Esa volcánica propensión a leer produce en el muchacho nociones perturbadoras. La extremosa lectura de la conquista de su raza (tomos a los que ningún indio tiene acceso) lo documenta con suficiencia sobre acciones afrentosas, sobre hechos infames perpetrados contra su pueblo. Sabrá –a través del mudo alarido de la palabra impresa, de la brutal irrupción española doscientos años atrás, en la existencia autónoma de sus abuelos viejos; entenderá, desengañado, que los crepúsculos han dejado de ser tranquilos.
LA ALTERNATIVA DE LA CAÑA
Su primera sensación es el desaliento.
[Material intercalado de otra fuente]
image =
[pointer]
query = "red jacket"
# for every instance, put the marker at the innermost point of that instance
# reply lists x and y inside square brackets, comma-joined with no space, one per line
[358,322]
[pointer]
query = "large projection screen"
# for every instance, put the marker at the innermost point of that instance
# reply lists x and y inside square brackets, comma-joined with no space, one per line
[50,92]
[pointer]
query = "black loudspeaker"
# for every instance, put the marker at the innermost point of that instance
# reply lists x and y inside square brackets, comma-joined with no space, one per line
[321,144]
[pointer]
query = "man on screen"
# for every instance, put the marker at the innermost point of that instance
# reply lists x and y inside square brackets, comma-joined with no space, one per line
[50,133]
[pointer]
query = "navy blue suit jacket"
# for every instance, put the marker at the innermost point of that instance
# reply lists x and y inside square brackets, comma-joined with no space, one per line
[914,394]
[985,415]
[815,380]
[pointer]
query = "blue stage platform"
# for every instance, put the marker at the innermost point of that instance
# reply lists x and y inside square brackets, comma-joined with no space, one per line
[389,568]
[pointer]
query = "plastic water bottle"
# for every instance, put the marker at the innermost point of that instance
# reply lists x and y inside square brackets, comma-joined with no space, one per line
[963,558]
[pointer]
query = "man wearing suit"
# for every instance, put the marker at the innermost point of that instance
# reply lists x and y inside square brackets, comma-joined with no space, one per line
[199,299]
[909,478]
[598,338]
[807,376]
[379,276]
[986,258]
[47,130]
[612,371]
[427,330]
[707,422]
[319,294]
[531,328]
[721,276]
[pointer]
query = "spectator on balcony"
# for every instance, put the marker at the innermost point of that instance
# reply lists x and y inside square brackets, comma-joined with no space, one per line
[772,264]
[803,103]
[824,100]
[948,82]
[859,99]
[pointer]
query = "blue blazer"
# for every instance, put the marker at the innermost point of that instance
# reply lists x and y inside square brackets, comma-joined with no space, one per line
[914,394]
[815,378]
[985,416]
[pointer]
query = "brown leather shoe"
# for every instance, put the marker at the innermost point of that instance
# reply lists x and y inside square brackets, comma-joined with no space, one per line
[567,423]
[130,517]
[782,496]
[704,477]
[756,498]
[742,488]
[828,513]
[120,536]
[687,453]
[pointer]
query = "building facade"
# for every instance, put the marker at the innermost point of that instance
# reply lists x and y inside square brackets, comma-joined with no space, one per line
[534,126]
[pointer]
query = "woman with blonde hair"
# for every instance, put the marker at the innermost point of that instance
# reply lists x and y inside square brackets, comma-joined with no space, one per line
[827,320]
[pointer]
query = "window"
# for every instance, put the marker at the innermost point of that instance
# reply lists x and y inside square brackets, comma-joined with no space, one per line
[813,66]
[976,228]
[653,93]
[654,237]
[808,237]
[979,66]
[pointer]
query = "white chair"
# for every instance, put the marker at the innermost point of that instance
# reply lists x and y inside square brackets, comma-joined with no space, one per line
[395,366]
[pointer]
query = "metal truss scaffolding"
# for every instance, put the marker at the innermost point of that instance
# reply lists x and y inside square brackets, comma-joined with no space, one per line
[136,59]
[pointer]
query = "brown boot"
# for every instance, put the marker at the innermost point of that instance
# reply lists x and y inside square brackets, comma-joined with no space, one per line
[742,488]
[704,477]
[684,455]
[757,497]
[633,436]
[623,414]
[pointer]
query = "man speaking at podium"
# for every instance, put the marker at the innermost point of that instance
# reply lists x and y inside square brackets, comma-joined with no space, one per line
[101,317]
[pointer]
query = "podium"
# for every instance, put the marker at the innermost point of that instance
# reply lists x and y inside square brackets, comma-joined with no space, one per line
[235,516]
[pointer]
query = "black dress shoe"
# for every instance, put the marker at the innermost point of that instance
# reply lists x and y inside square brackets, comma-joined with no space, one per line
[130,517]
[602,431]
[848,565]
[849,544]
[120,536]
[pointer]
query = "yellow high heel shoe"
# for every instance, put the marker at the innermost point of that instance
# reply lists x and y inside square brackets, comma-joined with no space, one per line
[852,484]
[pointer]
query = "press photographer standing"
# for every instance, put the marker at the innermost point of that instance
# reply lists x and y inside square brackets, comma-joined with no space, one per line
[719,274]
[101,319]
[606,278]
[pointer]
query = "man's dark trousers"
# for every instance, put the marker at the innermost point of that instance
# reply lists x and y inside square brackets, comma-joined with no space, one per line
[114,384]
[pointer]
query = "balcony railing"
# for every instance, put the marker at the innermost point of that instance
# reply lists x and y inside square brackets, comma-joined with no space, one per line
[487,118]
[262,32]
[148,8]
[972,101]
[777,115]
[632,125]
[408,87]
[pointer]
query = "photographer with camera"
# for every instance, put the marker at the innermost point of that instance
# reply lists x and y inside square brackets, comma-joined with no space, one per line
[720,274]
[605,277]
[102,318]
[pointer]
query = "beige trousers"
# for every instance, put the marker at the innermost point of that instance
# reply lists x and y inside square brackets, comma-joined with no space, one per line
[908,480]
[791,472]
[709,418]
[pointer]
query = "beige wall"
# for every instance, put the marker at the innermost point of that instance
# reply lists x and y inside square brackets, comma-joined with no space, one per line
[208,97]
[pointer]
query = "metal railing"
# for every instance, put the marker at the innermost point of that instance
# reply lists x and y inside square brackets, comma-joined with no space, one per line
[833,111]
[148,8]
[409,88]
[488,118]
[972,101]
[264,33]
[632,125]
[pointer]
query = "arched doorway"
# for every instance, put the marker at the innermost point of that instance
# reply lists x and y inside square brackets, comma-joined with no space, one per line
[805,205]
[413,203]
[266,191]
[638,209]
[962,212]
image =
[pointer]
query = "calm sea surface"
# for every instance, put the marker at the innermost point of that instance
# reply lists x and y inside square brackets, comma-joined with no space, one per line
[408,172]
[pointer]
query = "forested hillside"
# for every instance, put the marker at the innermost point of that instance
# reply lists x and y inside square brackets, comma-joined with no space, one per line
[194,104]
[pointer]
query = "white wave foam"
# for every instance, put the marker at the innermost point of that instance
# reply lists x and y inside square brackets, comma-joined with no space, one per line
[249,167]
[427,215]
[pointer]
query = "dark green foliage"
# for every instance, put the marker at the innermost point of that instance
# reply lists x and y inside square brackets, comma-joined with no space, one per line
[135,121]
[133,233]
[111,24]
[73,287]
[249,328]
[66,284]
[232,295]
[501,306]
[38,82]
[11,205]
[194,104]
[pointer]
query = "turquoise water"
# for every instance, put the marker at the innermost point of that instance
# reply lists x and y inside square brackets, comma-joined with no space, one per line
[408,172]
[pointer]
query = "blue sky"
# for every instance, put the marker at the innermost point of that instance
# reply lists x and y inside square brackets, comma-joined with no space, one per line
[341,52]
Se deja devastar por la tristeza y elige –favorecido por sus escapadas del convento– la embrutecedora alternativa del aguardiente indio que le originará largas y turbulentas borracheras. En esas parrandas primiciales con otros indios tristes aprende a amar mujeres tempestuosas y a solazarse en el blasfematorio divertimiento de los juegos de azar. Al final de esas juergas siempre explota el signo tumultuoso de una jalea.
Transcurren los años. Al muchacho (ya el joven Canek), le da por recorrer (sin renunciar a la embriaguez) los tianguis y los barrios de indios. En esas caminatas vespertinas acaba por confirmar las barbaridades de los blancos y la afligida existencia de los esclavos viejos. Una tarde un criado se saca la camisa para mostrar las cicatrices de antiguos azotes españoles. “El amo –se lamentó– enfureció porque me descuidé de besarle la mano al señor cura”. Indias arrugadas cuyos hijos han sido flagelados hasta la muerte le confían en sollozos mortecinos, penas interminables. En los espesos interiores de chozas esmirriadas conversa con patéticos esclavos a quienes han arrancado las orejas. Una noche un jornalero de Santiago se baja inopinadamente los calzones para mostrarle dos inflexibles hierros sobre las nalgas con las iniciales del patrón. “Como me le perdí dos veces –explicó– el amo no quiso correr riesgos.”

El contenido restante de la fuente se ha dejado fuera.